The LDBC Social Network Benchmark (SNB) is composed of three distinct workloads, interactive, business intelligence and graph analytics. This post introduces the interactive workload.
The benchmark measures the speed of queries of medium complexity against a social network being constantly updated. The queries are scoped to a user’s social environment and potentially access data associated with the friends or a user and their friends.
This is representative of an operational application. This goes beyond OLTP (On Line Transaction Processing) by having substantially more complex queries touching much more data than the point lookups and short reports in TPC-C or E. The emphasis is presenting a rich and timely view of a constantly changing environment.
SNB Interactive gives end users and application developers a reference workload for comparing the relative merits of different technologies for graph data management. These range from dedicated graph databases to RDF stores and relational databases. There are graph serving benchmarks such as the Facebook Linkbench but SMB Interactive goes well beyond this in richness of schema and queries.
The challenge to implementors is handling the user facing logic of a social network in a single system as the scale increases. The present practice in large social networks is massive sharding and use of different SQL and key value stores for different aspects of the service. The SNB workload is not intended to replicate this situation but to look for ways forward, so that one system can keep up with transactions and offer user rich and varied insight into their environment. The present practice relies on massive precomputation but SNB interactive seeks more agility and adhoc capability also on the operational side.
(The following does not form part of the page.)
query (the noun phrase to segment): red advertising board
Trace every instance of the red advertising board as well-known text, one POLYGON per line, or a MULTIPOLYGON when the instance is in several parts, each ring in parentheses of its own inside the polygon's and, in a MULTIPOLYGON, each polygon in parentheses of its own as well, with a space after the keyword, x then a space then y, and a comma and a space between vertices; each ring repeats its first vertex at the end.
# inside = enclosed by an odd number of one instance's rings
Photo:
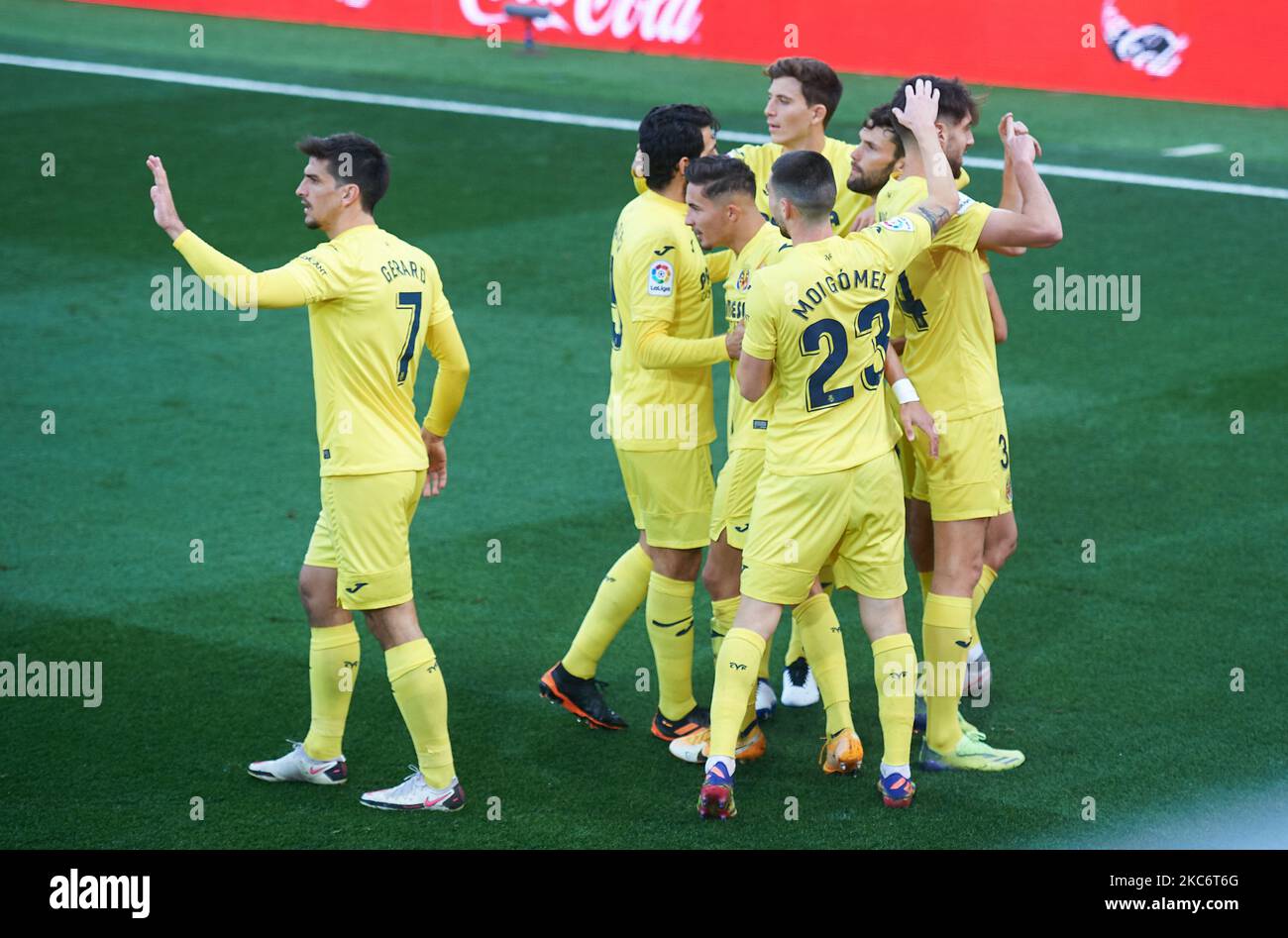
MULTIPOLYGON (((507 0, 82 0, 197 14, 522 41, 507 0)), ((515 0, 511 0, 511 3, 515 0)), ((550 45, 1059 91, 1288 107, 1288 4, 1261 0, 518 0, 550 45)))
The dataset is scaled in buckets, with distinct scales for 10, 30, 100, 300GB and so forth. A 100GB dataset has approximately 500,000 simulated users with their connections and online history. This is a convenient low-end single server size while 500 million users is 100TB, which is a data center scale requiring significant scale-out.
The metric is operations per minute at scale. Online benchmarks typically have a fixed ratio between throughput and dataset size. Here we depart from this, thus one can report arbitrarily high throughputs at any scale. This makes main memory approaches feasible, which corresponds to present online practices. The benchmark makes transactions and queries on a simulated timeline of social interactions. The challenge for the systm is to run this as fast as possible at the selected scale while providing fast and predictable response times. Throughput can be increased at the cost of latency but here the system must satisfy response time criteria while running at the reported throughput.
Different technologies can be used for implementing SNB interactive. The workload is defined in natural language with sample implementations in SPARQL and Cypher. Other possibilities include SQL and graph database API’s.
SNB Interactive is an example of LDBC’s choke point driven design methodology, where we draw on the combined knowledge and experience of several database system architects for defining realistic, yet ambitious challenges whose solution will advance the state of the art
The benchmark specification and associated tools are now offered for public feedback. The LDBC partners working on SNB nteractive will provide sample implementations of the workload on their systems, including Virtuoso, Neo4J and Sparsity. Specifics of availability and coverage may vary.
Subsequent posts will address the workload in more detail.